El Niños, or technically the warm phase of the El Niño–Southern Oscillation (abbreviated as ENSO), occur when a band of warm water sweeps through the Pacific in the southern Hemisphere. This warm water creates droughts in some parts of the Pacific, but spawns torrential rains on the coast of Peru, normally a place with very little annual rainfall. The ENSO events occur periodically. The mild form has about a four-year cycle, while the extreme events can cause tremendous flooding, mud slides, economic disruptions, famine, and destruction of towns and agricultural infrastructures.

Since the arrival of Europeans in Peru up to the present day, there have been about two dozen or so very serious events of this magnitude. The team’s work promises to help understand the periodicity of the ENSO, as well as the human response to these events. This information will be useful in the future for scientists to predict such powerful climatic events over longer lead times.

Excavations at the site of Pozuelo, one of the oldest agricultural village sites known in the Chincha Valley, by Christine Bergmann, a Department of Anthropology graduate student at USF, has revealed deep strata, or sedimentary rock. Bergmann, a specialist in scientific archaeology, will analyze the sediments from the test units and reconstruct the vegetation and geomorphological history of this particular site.

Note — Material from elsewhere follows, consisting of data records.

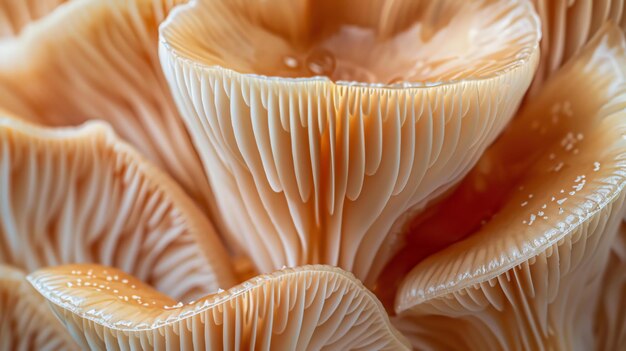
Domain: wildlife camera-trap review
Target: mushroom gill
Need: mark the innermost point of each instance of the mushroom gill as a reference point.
(530, 277)
(324, 125)
(305, 308)
(567, 25)
(611, 328)
(71, 195)
(93, 59)
(25, 320)
(15, 15)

The study of ancient plants, called paleobotany, utilizes fossilized seeds, pollen, and what we call phytoliths. Phytoliths are microscopic parts of plants that have absorbed silica, and therefore have literally become fossilized. Different kinds of plants can be distinguished by the different phytoliths that they leave. Seeds act in the same way. Seeds and phytoliths can be recovered in very old sediments. If the moisture and pH conditions are right, they can last for tens of thousands of years. Once these plant parts have been collected, they can be combined with preserved shells and animal bones to reconstruct the ancient climate and ecological communities.

A major component of the NSF grant is being used to train students in field and laboratory methods. However, due to the COVID-19 pandemic, research is currently on hold. Once the team is cleared to continue their work, they will host some UMaine students at the USF Tampa campus to work in our paleobotanical lab run by our post-doc, Dr. Christopher Kiahtipes. Likewise, USF students will travel to UMaine to train in their facilities. USF will also host visitors from Peruvian universities to train in the labs on the Tampa campus.

Once international travel resumes, Stanish and his team will continue their research, in which they plan to excavate many more units across the valley. The analysis of the soil geomorphology and the ancient plant remains will give us a comprehensive picture of the vegetation and climate history over the last 5000 years in the Pacific coast of South America. Combined with work in other parts of the Pacific, this information will be useful for refining our predictive models of major ENSO events.